All those nifty great blue herons, egrets, and cranes that we take for granted today while enjoying our state’s lakes and wetlands today? They’d be long gone without the MBTA. Most songbirds and raptors probably would be, too. Heck, maybe we wouldn’t even have a duck season anymore.
But threats to this important law still exist today. Groups like the American Bird Conservancy believe that a legal opinion the Trump administration issued last December loosens bird protections covered under the act. We’ve written about the action several times since last December, but the policy deserves renewed criticism this week given the pending anniversary milestone.
ABC and other groups say that the Act’s prohibition on the killing or “taking” of migratory birds has long been understood to extend to “incidental take” – meaning unintentional but predictable and avoidable killing from threats such as oil pits that trap birds and tall towers and power lines responsible for many bird collisions.

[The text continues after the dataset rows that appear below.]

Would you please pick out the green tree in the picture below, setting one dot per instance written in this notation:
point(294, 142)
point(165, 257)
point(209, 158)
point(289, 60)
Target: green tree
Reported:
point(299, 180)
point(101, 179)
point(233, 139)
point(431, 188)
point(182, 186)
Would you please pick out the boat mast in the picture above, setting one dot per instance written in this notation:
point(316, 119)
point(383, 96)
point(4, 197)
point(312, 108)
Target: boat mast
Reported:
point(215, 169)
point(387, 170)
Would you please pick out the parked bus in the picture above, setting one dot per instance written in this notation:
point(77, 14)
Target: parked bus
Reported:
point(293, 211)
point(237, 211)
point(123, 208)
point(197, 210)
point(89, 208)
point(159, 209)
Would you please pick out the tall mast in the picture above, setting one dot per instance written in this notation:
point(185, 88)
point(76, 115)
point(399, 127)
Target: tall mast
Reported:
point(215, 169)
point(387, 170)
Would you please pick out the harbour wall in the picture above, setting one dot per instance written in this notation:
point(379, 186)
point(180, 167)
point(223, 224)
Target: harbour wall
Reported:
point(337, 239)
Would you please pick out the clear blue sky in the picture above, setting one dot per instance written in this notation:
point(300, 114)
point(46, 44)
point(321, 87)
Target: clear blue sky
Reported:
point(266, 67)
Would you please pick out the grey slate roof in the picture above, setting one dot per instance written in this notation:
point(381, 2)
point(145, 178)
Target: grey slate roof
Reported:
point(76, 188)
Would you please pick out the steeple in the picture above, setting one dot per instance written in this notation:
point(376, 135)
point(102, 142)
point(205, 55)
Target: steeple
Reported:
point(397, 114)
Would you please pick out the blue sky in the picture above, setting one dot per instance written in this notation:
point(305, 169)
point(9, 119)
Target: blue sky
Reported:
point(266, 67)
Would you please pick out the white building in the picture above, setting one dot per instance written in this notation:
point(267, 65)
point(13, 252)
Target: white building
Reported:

Regarding the opinion, ABC wrote in a press release this week: “…the Administration abruptly reversed decades of government policy and practice – by both Democratic and Republican administrations – on the implementation and enforcement of the MBTA.”
Under the Trump administration’s revised interpretation, the MBTA’s protections will apply only to activities that purposefully kill birds. Any incidental take – no matter how inevitable or avoidable its impact on birds – is now immune from enforcement under the law, ABC says.
A coalition of groups, including the National Audubon Society and National Wildlife Federation, has filed litigation challenging the Administration on the move on the MBTA.
Many threats for wild birds still exist today, and we should be amping up our environmental laws in this country, not reversing the precedents from the past 20 presidential administrations. Unfortunately, this action runs consistent with too many other issues where the Trump administration hasn’t taken the right stance on wildlife and places where we hunt and fish.
Forget what’s happening at the Environmental Protection Agency or Department of Energy. Just consider clear issues of importance to sportsmen: relaxing sage grouse protection, Clean Water Rule, Land and Water Conservation Fund, Farm Bill, Bears Ears and Grand Staircase national monuments, slashing Interior agency budgets. The White House needs to hear that sportsmen expect better.